K. K. Dyer (NRAO, NSF Postdoctoral Fellow), L. K. Hunt (INAF-Istituto di Radioastronomia-Sez.), T. X. Thuan (University of Virginia), J. S. Ulvestad (NRAO)

The identification of the epoch at which galaxies assembled the bulk of their stellar mass is one of the key questions in cosmology. This epoch is identified observationally by measuring the star-formation rate in distant galaxies, and investigating its variation with lookback time. However, most measurements of cosmic star-formation rate have been in the rest-frame ultraviolet, and hence suffer from unknown amounts of dust extinction. An obvious solution to this problem is to measure the star formation rate at wavelengths impervious to dust, such as the far-infrared or radio continuum. Despite significant progress, it is unclear whether even these dust-impervious indicators of star formation are valid for the kinds of objects thought to populate the high-redshift universe. Large present-day galaxies may form from chemically unevolved high-redshift progenitors of low mass and luminosity. These properties are shared by a rare class of local dwarf galaxy, extremely low-metallicity blue compact dwarfs.

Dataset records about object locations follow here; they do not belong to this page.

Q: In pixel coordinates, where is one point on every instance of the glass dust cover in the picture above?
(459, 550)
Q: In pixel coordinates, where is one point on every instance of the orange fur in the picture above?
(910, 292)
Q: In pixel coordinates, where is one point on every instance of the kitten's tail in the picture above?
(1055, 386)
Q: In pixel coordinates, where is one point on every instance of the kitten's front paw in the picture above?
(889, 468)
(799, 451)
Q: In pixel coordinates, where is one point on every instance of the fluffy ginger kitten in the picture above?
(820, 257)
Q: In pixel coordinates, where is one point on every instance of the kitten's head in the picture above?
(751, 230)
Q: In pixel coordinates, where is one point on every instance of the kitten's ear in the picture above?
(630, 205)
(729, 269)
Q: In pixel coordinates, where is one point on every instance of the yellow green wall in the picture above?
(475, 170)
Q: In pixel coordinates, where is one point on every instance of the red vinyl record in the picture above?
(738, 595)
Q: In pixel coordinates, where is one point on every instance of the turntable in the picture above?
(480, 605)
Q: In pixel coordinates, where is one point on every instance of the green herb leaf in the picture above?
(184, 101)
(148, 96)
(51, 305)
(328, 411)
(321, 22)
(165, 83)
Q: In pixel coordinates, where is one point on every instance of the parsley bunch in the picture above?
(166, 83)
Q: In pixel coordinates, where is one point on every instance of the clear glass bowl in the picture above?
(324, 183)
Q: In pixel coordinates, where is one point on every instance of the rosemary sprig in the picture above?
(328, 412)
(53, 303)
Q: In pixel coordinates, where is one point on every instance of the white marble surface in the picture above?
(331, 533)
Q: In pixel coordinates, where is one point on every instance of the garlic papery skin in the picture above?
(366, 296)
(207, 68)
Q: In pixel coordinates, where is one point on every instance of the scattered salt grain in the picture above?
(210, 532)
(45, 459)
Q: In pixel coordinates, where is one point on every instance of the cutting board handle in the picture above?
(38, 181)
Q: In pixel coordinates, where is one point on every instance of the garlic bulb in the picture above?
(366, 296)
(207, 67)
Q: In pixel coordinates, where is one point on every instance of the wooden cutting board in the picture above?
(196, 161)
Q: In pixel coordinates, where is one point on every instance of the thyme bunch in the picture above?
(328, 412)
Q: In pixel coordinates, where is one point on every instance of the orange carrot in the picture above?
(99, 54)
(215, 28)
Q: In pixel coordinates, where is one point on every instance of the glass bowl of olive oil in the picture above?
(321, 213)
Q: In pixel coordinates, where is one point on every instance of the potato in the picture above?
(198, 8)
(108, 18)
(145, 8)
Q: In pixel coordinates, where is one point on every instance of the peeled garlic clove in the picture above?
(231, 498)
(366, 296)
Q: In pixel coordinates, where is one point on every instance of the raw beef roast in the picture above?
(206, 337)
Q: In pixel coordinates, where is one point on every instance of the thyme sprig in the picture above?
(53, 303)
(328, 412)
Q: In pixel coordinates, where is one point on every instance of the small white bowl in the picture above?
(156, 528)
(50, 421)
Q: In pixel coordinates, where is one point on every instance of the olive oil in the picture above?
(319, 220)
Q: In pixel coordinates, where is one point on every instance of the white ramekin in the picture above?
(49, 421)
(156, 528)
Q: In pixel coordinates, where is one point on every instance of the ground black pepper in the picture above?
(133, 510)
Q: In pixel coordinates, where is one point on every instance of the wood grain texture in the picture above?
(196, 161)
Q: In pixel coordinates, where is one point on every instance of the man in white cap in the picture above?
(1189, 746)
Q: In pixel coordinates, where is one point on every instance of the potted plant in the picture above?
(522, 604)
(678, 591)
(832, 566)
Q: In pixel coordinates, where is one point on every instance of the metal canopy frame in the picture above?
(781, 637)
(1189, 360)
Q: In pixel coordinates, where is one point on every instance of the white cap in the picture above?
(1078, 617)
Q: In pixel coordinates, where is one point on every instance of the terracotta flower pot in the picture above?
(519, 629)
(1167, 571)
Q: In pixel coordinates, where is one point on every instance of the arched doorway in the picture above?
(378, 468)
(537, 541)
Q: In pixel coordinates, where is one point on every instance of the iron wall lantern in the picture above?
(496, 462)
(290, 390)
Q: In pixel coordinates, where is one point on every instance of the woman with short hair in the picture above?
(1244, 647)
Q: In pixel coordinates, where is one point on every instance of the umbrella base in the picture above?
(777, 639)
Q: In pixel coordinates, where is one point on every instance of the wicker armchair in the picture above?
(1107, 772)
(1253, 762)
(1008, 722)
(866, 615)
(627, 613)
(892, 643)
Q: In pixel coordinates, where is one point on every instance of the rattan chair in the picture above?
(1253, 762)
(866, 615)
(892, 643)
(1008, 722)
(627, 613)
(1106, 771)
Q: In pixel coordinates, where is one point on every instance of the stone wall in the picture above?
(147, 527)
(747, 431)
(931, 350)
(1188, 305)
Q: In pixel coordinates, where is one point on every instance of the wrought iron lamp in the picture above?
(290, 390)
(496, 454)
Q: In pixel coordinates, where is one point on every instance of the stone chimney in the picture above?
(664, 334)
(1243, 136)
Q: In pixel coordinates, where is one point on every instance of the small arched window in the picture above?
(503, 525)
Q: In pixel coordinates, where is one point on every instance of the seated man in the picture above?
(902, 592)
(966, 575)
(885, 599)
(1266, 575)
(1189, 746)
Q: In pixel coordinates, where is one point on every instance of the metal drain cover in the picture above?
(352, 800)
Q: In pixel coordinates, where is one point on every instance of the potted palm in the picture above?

However, the few available observations of these show that compared with far-infrared, their radio continuum luminosity is much too low. To better understand star formation in chemically unenriched environments, we are studying the radio continuum emission from SBS0335-052 and IZw18 -- two low-metallicity blue compact dwarfs. The issue of radio-far-infrared correlation for metal poor galaxies is especially important in the light of new facilities and surveys planned for the next decade, including SKA and ALMA. KKD is supported by an NSF Astronomy and Astrophysics Postdoctoral Fellowship under award AST-0103879.